Non-human identities push identity security into uncharted territory

Enterprises are grappling with an identity attack surface that keeps expanding and slipping out of reach, according to Veza.

identity teams security permissions

Permissions growth outstrips oversight

Permissions now grow faster than teams can track them. Enterprises often operate with hundreds of millions of active entitlements, each defining what an identity can do in a system. Veza measured more than 230 billion permissions across its dataset.

This volume creates persistent blind spots. Security teams manage access requests, audits, and incidents at the same time that new permissions are added through cloud services, SaaS tools, and automation. Over time, unused and excessive access accumulates. The report describes this buildup as identity debt, a condition where access risk compounds quietly inside day to day operations.

“When you see the complexity of relationships across billions of permissions at scale, the magnitude of the challenge of achieving least privilege comes into focus,” said Rich Dandliker, head of strategy at Veza. “It is no surprise that enterprises are struggling with it. This is a difficult and important problem.”

Dormant and orphaned accounts remain active

The executive summary highlights the scale of inactive identities that still hold access. Veza found roughly 3.8 million dormant accounts across the dataset, representing 38% of all identity provider users. These accounts showed no activity for at least 90 days and continued to authenticate.

Orphaned accounts add another layer of exposure. Researchers identified 824,000 active identities with no associated owner in HR systems, about 8% of all identity provider users. These accounts typically persist after incomplete offboarding or system changes, and they often escape routine review.

The growth trend is steep. Dormant accounts nearly doubled year over year, while orphaned identities increased by about 40%. Each lingering account expands the pool of credentials available for misuse.

Human identities carry extensive access

The average worker in the dataset held 96,000 permissions spanning applications, data stores, and infrastructure. These entitlements reflect years of role changes, temporary access grants, and inherited group memberships.

Veza also found that 78,000 former employees still retained active credentials, representing 3% of all users.

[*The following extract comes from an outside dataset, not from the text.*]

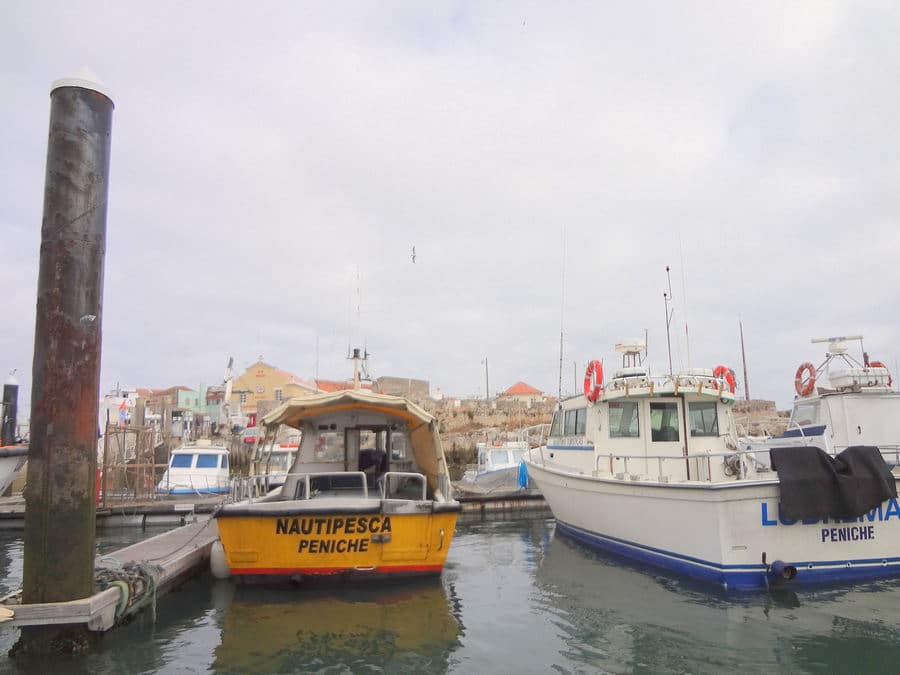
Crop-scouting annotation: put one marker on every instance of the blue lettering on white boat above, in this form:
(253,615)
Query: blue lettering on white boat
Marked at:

Even when HR systems flagged accounts as inactive, 38% of those identities continued to hold live entitlements in core business applications.

This pattern shows how access outlives employment status. Identity lifecycle gaps leave business systems exposed long after a role ends, especially when access reviews rely on snapshots instead of continuous validation.

Non-human identities dominate the landscape

Service accounts, API keys, tokens, and automation credentials now outnumber human users by a ratio of 17 to 1. Every automated workflow introduces additional identities, many created without a defined owner or expiration.

Privilege concentration stands out in the data. Just 2,188 machine identities, about 0.01 percent of the total, controlled 80% of cloud resources, giving a small group of accounts extensive authority across environments.

Non-human identities persist indefinitely unless revoked. Unlike employees, they lack natural lifecycle triggers. Their access often spans infrastructure, data, and deployment pipelines, which amplifies the impact of any single compromise.

Bad permissions multiply through daily operations

The report categorizes problematic access into four groups: over privileged, residual, ungoverned, and policy violating permissions. Each category emerges from routine business activity such as onboarding, job changes, local account creation, or bypassed controls.

Permissions classified as safe and compliant dropped from 70% in 2024 to 55% in 2025. Ungoverned permissions drove most of the shift, rising from 5% to 28% of the total.

Local accounts created outside centralized identity tools contributed heavily to this growth. These accounts bypass standard workflows and remain invisible to governance systems.

MFA gaps leave predictable openings

Authentication controls show limited improvement. 13% of enterprise users in the dataset still lacked MFA. Among users with MFA enabled, many relied on SMS or email verification, which accounted for 6% of Okta users measured in the study.

Weak authentication often overlaps with dormant and orphaned identities. Accounts with minimal protection and no owner persist over time and generate fewer alerts, which makes them easier to misuse.

Identity risk becomes a business metric

The report frames identity security as an enterprise wide issue. Boards, regulators, and insurers increasingly ask for proof of control over who can access systems and data. Veza’s data shows that many organizations lack continuous visibility across human and non-human identities.

The research points to a shared pattern across industries: identities accumulate, permissions spread, and oversight lags behind growth. These conditions shape the access layer that attackers target most often.

“With billions of permissions to manage, security and identity teams are struggling to maintain and enforce the principle of least privilege across their organizations,” noted Phil Venables, a cybersecurity leader, partner at Ballistic Ventures, and former CISO of Google Cloud. “Excessive privileges, dormant accounts, and over permissioning are widespread.”